La pesantezza dell’amore
Non siamo capaci nemmeno a toccarci con le parole. Rispettando la trascendenza dell’altro, saper andare oltre le separazioni senza cadere nella confusione-fusione, senza essere presi dall’angoscia dell’indefinito. Parole che toccano – termini sensibili, direbbe la filosofa Irigaray -, che chiedono di superare il modo in cui in origine siamo stati toccati, che purifichi e liberi le parole di cui siamo stati fatti oggetto più che soggetto, minando la sorgente del nostro essere.

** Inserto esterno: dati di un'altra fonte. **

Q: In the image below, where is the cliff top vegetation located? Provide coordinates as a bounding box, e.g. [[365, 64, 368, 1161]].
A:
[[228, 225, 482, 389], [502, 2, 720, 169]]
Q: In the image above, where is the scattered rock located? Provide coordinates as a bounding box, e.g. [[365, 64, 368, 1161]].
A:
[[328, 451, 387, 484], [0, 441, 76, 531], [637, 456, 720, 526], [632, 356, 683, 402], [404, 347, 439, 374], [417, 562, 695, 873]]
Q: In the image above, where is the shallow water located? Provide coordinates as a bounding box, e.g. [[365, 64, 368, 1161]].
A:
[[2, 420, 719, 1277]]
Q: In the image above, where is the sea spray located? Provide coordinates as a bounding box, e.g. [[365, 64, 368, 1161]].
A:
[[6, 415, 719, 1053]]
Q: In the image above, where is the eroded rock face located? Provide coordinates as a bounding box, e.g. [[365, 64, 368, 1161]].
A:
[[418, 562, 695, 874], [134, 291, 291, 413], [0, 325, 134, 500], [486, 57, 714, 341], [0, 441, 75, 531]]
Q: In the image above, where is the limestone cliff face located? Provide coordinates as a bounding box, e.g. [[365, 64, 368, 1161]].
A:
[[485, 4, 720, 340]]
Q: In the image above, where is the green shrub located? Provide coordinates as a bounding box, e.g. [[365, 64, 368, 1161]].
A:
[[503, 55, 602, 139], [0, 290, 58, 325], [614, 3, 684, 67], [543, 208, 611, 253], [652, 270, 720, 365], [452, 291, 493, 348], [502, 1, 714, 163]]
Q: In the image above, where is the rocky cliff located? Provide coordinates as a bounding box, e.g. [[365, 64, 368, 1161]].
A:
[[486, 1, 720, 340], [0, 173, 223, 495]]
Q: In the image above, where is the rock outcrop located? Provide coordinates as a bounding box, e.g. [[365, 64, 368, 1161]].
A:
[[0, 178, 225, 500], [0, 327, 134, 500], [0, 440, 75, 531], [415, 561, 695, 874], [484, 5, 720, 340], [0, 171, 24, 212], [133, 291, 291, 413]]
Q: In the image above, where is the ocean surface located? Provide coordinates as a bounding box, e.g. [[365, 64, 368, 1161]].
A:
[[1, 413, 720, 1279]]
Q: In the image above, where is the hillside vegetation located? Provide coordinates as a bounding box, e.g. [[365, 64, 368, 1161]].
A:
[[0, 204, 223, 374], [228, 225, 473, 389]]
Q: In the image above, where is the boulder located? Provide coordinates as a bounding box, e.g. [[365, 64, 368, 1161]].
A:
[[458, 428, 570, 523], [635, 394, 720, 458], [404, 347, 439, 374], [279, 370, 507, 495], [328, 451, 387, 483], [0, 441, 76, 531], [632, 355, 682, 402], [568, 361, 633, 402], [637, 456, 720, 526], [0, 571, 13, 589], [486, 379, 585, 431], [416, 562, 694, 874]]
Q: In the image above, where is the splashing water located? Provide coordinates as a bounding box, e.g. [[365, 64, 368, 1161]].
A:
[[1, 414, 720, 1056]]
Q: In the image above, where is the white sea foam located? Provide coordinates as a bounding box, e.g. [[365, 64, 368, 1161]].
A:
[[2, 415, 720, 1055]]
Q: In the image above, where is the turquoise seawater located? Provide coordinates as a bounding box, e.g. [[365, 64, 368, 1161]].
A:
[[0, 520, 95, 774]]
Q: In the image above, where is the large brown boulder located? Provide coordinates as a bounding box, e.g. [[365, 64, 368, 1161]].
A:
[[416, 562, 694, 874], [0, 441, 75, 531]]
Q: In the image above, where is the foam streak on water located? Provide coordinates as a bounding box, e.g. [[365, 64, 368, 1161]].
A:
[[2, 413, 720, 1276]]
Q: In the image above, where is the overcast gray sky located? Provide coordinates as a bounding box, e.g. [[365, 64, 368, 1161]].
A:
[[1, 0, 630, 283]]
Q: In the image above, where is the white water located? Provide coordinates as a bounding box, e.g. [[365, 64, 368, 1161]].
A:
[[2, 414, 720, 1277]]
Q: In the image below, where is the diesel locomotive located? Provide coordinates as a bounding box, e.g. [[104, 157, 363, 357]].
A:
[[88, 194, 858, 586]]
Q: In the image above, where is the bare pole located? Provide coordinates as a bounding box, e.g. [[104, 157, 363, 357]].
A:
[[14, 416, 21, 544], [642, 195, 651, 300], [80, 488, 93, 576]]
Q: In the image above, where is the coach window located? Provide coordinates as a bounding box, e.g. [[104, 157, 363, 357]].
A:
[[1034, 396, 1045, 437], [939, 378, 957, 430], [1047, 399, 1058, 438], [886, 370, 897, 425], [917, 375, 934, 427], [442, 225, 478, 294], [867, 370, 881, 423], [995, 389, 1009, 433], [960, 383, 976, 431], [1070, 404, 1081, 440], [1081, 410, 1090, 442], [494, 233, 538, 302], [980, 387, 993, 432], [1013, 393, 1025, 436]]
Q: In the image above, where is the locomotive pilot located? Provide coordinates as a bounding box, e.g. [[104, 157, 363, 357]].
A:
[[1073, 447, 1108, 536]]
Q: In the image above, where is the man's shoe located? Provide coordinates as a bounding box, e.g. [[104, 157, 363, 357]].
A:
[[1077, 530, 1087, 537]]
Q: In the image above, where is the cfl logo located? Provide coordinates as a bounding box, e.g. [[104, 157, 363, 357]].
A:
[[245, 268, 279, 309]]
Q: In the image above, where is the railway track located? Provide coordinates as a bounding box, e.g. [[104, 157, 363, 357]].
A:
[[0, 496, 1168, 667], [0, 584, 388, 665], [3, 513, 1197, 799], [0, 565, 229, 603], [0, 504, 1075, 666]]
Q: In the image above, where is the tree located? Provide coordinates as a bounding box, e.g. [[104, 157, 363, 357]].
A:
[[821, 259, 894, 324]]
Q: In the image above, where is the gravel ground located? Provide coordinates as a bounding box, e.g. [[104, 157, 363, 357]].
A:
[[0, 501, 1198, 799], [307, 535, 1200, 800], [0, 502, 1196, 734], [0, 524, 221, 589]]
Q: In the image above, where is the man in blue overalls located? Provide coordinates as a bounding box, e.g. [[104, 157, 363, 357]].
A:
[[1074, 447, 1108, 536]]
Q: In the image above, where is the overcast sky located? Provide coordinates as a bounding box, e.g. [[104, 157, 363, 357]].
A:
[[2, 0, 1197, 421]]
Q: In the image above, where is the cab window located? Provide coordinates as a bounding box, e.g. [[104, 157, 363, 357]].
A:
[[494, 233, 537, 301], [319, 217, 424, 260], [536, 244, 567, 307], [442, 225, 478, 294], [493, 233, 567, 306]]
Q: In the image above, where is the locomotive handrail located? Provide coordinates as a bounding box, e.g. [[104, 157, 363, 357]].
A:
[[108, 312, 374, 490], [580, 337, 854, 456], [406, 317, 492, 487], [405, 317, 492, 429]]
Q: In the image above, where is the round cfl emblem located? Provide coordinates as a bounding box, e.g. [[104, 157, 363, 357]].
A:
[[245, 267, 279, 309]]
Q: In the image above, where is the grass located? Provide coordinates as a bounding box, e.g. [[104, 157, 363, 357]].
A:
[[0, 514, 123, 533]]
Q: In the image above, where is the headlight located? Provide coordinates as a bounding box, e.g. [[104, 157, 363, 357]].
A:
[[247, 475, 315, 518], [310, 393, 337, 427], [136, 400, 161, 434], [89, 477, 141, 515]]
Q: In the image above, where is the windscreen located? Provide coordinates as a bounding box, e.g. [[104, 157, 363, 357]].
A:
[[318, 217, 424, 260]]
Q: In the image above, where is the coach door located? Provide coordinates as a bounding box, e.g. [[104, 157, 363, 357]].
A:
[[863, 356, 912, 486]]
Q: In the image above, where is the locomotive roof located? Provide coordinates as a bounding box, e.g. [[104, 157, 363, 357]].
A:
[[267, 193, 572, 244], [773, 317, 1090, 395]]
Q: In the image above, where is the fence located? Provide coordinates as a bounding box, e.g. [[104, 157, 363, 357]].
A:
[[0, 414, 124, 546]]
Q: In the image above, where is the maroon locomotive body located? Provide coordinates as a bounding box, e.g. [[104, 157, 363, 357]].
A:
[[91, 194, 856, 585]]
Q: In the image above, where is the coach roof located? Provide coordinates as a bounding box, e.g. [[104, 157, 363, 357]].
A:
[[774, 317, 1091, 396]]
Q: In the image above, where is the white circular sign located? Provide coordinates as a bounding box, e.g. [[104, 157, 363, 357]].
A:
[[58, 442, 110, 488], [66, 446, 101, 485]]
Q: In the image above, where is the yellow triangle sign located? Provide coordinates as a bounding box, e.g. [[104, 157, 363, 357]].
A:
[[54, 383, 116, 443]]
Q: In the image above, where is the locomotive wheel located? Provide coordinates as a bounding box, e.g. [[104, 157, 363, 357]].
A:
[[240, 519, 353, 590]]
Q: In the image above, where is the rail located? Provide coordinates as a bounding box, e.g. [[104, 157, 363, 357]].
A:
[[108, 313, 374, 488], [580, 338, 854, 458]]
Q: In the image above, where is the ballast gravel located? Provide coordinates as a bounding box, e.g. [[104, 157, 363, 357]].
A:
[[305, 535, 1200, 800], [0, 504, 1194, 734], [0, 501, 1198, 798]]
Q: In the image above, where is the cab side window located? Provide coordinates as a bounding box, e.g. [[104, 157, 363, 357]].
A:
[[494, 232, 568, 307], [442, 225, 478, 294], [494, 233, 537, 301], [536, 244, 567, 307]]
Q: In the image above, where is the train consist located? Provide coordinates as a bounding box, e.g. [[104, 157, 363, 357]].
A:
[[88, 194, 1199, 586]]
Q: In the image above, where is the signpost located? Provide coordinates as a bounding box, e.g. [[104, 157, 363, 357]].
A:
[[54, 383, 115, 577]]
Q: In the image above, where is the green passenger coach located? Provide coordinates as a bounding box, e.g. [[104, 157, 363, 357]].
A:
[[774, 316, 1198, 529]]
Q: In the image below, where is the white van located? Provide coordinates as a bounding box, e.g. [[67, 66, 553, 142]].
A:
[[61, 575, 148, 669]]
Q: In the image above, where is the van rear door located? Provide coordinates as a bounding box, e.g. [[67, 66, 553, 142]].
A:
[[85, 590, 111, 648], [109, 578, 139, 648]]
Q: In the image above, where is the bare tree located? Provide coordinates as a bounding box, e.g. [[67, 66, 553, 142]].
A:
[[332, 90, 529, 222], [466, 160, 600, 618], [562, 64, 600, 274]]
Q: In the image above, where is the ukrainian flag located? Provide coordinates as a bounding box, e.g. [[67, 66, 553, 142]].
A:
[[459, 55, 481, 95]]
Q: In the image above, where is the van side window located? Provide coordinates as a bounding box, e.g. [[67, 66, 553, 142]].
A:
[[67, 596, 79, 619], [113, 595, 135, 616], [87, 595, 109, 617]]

Toccare lasciando uno spazio, lasciando una libertà. Chiudere per permettere un incontro ma senza rinchiudere. Trattenersi senza trattenere. ‘Noli me tangere’. Non toccarmi, non trattenermi, dirà Gesù al sepolcro verso la mano tesa di Maria di Magdala. “L’amore e la verità toccano respingendo” (Nancy). Il risorto che chiede che l’evento della novità della vita non sia addomesticato dalla nostalgia che ancora segnava le guance della donna. Toccarsi nel profondo senza prendersi. Il luogo dell’amore è proprio in questa distanza.
Il luogo dell’amore (che chiameremo ‘simbolico’) è la parola, e la parola instaura la distanza nel momento stesso in cui unisce”. La distanza che permette di evitare la fusione possessiva o la padronanza del volere e del dovere. La distanza che permette la libertà. Una libertà che vissuta dentro la nostra ambivalenza, dentro la responsabilità, non è il fantasma aleggiante di un’idea, di un valore. “La libertà dell’amore è nella pesantezza. Essa deve lavorare, attraversare lo spessore” (Bellet, L’amore lacerato, p. 25). È fatta di vuoti, è edificata dalle perdite, dall’uscita dal cerchio rassicurante della morale o appagante del godimento, dalla rinuncia al verticalismo che metta in ordine quello che è ambiguo e tutto compenetrato, dalla rinuncia a sovraccaricare le relazioni umane di una volontà di pienezza che risulterebbe insostenibile. Uscendo da questi infantilismi si acquisisce la sapienza dell’amore, si segue l’esempio di Gesù acquisendo la nostra originalità. In quanto l’originale si realizza: l’originale di ognuno di noi non è in un inizio mitico, in un’inscrizione predeterminata, ma si manifesterà nei frutti attraverso l’esercizio di questa libertà di amare.